A casa está diferente e já não cabes nela.
Sabes quantas vezes foste e vieste? As vezes que te deixei voltar depois de me abrires ao meio? Eu também não. Algures, ali a meio, parei de contar. Baixei os braços e a voz. E os sonhos.
Quando voltavas, nem trazias linha e agulha para me ajudar a unir as partes. Não. Vinhas com o kit para me rasgar outra vez.
E eu, tonta, preparava o pequeno-almoço, um tabuleiro bonito com um raminho de alfazema para dar cor e outra graça e deixava que me comesses as papas na cabeça.
De todas as vezes, comias tudo avidamente e mais houvesse e eu, como vivia a dar (-te) tudo de mim, quando acabavas de comer, ficava sem nada. Contentava-me com as migalhas espalhadas aqui e ali, umas no tabuleiro, outras no chão.
Até ao dia em que também eu tive fome. De mim.
Percebi que vivia de mão estendida, mas tu não querias subir a escada. E eu não quero ir ao fundo. Já lá estive, sim, mas não gostei. É escuro, frio, húmido e vazio. E quando cheguei lá abaixo e pensei que estava na parte mais funda, mostraste-me o alçapão que havia por baixo.
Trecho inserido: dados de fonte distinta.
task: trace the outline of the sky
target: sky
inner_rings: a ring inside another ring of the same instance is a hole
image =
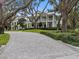
[[[20,5],[22,5],[21,2],[20,2],[20,1],[22,1],[22,0],[16,0],[16,1],[17,1]],[[44,2],[42,2],[42,3],[40,4],[40,6],[39,6],[39,10],[40,10],[40,11],[43,10],[43,8],[46,6],[46,3],[47,3],[47,2],[48,2],[48,0],[45,0]],[[45,12],[47,12],[48,9],[53,9],[53,6],[51,6],[50,4],[48,4],[48,6],[47,6]],[[17,15],[18,15],[18,16],[21,16],[19,13],[18,13]]]
[[[22,5],[21,3],[22,3],[22,0],[16,0],[20,5]],[[40,7],[39,7],[39,10],[42,10],[44,7],[45,7],[45,5],[46,5],[46,3],[48,2],[48,0],[45,0],[44,2],[42,2],[41,4],[40,4]],[[47,11],[47,9],[52,9],[53,8],[53,6],[51,6],[50,4],[48,4],[48,6],[47,6],[47,8],[46,8],[46,10],[45,11]]]
[[[45,5],[46,5],[47,2],[48,2],[48,0],[45,0],[45,2],[42,2],[42,3],[40,4],[39,9],[42,10],[42,9],[45,7]],[[53,6],[51,6],[50,4],[48,4],[46,10],[47,10],[47,9],[52,9],[52,8],[53,8]]]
Porque, assim como quando somos luz, nem o céu é o limite, quando se vive no escuro e não se quer acender a luz, o caminho para baixo é igualmente infinito.
Nesse dia, depois de abrir e fechar a porta tantas vezes, reparei nos calos que me nasceram nos dedos, como quando escrevemos muito, sabes?
Esse foi o dia em que meti trancas à porta, ali do lado esquerdo do peito.
Abri os estores, pus uns cortinados bonitos clarinhos para deixar entrar o sol, olhei-me ao espelho com olhos de ver. Foi difícil, não minto, levei algum tempo a encontrar-me ali, debaixo de tantas camadas da cebola. Mas cheguei e agora, consigo respirar fundo. E sempre que um raio de sol me entra pela janela adentro, fecho os olhos e agradeço. Afinal, trouxeste-me até aqui.
Por isso, por favor, não voltes, que eu não te deixo entrar. Escusas de tocar. Dei um jeito à casa, os móveis não estão no mesmo lugar e já não cabes aqui.